Depois de ver os emails dela, voltamos para o albergue e ficamos prontos para partir. Era pouco menos que 15:00 e o nosso trem sairia às 17:30. Eu insisti para sairmos mais mais cedo, pois não sabia se aquela tempestade poderia piorar. Ela arredou pé e quis ficar no albergue fazendo as correções que os colegas dela sugeriram para o trabalho... Não adiantou argumentar. Saímos às 16:50, e apenas depois de eu insisttir muito para sairmos 10 minutos mais cedo do que ela queria. Chegamos na estação às 17:07 e no telão estava marcado que o nosso trem tinha sido cancelado por causa do mau tempo.

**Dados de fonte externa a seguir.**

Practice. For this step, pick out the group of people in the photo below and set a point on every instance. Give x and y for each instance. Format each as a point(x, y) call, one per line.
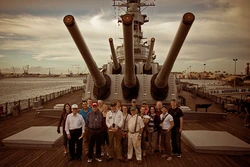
point(120, 129)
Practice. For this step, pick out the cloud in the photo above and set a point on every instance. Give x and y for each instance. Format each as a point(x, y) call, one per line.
point(35, 31)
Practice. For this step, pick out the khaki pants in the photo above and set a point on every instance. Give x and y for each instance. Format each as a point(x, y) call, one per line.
point(165, 140)
point(152, 140)
point(133, 142)
point(115, 142)
point(85, 140)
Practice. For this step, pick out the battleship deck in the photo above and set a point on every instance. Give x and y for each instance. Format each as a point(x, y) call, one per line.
point(54, 156)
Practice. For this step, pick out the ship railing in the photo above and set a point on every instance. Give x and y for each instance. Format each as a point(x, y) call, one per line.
point(15, 107)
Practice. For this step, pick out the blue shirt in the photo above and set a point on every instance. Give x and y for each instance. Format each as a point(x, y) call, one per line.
point(84, 113)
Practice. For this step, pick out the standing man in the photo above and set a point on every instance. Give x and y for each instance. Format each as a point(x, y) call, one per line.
point(247, 109)
point(177, 129)
point(84, 111)
point(89, 102)
point(74, 128)
point(114, 122)
point(166, 125)
point(94, 124)
point(135, 128)
point(158, 113)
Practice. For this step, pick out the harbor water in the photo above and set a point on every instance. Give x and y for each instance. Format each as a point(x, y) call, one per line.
point(14, 89)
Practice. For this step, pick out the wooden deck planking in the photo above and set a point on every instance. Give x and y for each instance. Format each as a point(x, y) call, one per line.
point(54, 156)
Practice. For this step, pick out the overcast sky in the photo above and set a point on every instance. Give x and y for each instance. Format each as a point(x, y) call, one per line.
point(32, 33)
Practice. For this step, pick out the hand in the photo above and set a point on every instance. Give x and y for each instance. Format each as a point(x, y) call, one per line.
point(81, 136)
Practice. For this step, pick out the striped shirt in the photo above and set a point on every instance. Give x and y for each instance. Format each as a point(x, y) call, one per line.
point(74, 122)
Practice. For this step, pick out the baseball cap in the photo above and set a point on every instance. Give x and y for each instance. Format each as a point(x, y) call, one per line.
point(133, 100)
point(94, 104)
point(113, 104)
point(74, 106)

Corremos pro balcão, onde fomos atendidos por uma funcionária pantipática e pouquíssimo prestativa. Ela nos sugeriu insanamente de tentar pegar o trem que ia para Paris às 17:10 (já eram 17:08). Óbvio que não conseguimos. Remarcamos para o trem seguinte. O grande problema é que o tempo era bem apertado e mal dava para chegar em Paris, trocar de estação e pegar o nosso trem para Nantes, o último da noite. Se ele atrasasse, já era. Nantes só no dia seguinte. Os nossos veteranos, mais precavidos do que ela, chegaram mais cedo e pegaram o trem das 17:10.

O que não sabíamos é que essa chuva na verdade era a tempestade Xynthia, que arrasara a costa oeste da França horas mais cedos e que agora se deslocava para o leste, onde estávamos. Ela deixou um rastro de caos por onde passou, inclusive no sistema ferroviário. Eu me queixei, disse que era uma pena tudo isso, pois eu precisava estar em Nantes no domingo à noite. Sabe-se lá porque, a louca se sentiu ofendida e perguntou o que eu queria que ela fizesse num tom muito hostil. Quando eu fui tentar explicar que eu não estava reclamando dela, ela repetiu o comportamento infantil que ela já tinha mostrado em Berne: virou a cara e ficou repetindo a mesma coisa em voz alta para não me ouvir.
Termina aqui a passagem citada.